Dec. 20 (Bloomberg) -- Facebook Inc. is testing a tool that will let users pay to send an e-mail message to another member, even if they aren’t connected as friends on the world’s largest social network.
Facebook said the test will start with a “small number of people” and will charge an unspecified fee to ensure a message gets sent to the main inbox -- rather than a lower-priority queue -- of another user, even a stranger. Facebook will test different fees, starting initially at about $1 per e-mail, according to a person with knowledge of the matter, who asked not to be identified because pricing is private.
“Several commentators and researchers have noted that imposing a financial cost on the sender may be the most effective way to discourage unwanted messages and facilitate delivery of messages that are relevant and useful,” the Menlo Park, California-based company said on its website.

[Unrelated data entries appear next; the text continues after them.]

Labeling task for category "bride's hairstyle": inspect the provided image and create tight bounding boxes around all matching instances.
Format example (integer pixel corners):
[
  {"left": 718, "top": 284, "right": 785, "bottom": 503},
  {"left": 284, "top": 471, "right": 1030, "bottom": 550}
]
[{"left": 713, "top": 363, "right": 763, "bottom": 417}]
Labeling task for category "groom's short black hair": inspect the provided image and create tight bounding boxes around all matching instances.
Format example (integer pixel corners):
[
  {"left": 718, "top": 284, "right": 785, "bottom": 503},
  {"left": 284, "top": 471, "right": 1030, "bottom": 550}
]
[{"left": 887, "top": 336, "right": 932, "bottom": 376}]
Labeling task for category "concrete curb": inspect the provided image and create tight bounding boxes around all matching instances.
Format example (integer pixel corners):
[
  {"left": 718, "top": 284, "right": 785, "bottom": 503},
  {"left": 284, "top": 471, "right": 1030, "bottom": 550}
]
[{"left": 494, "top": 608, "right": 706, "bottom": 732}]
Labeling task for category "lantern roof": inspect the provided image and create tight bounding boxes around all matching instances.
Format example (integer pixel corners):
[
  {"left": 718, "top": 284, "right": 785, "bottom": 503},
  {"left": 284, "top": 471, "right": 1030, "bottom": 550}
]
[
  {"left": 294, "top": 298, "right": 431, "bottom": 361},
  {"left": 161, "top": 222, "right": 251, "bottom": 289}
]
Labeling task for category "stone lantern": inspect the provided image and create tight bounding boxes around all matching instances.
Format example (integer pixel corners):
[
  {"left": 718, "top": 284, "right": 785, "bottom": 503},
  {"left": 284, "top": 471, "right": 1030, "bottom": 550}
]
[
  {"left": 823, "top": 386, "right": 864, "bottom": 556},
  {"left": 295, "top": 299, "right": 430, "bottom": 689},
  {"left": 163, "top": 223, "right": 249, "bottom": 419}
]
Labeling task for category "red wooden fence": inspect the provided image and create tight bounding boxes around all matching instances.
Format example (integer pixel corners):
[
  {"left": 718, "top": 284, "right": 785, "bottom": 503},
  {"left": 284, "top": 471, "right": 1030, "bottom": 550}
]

Chief Executive Officer Mark Zuckerberg is looking for new sources of revenue amid a stock drop of 28 percent since Facebook’s initial public offering in May. The messaging feature takes a cue from LinkedIn Corp., the business-focused social-media company that gives premium-paying users added flexibility in sending messages to people outside their network.
The pay-for-e-mail trial program will only work between individuals in the U.S., Facebook said.
The company also announced other changes to its messaging service, adding filters that let users control how they can be contacted by friends or those outside their network.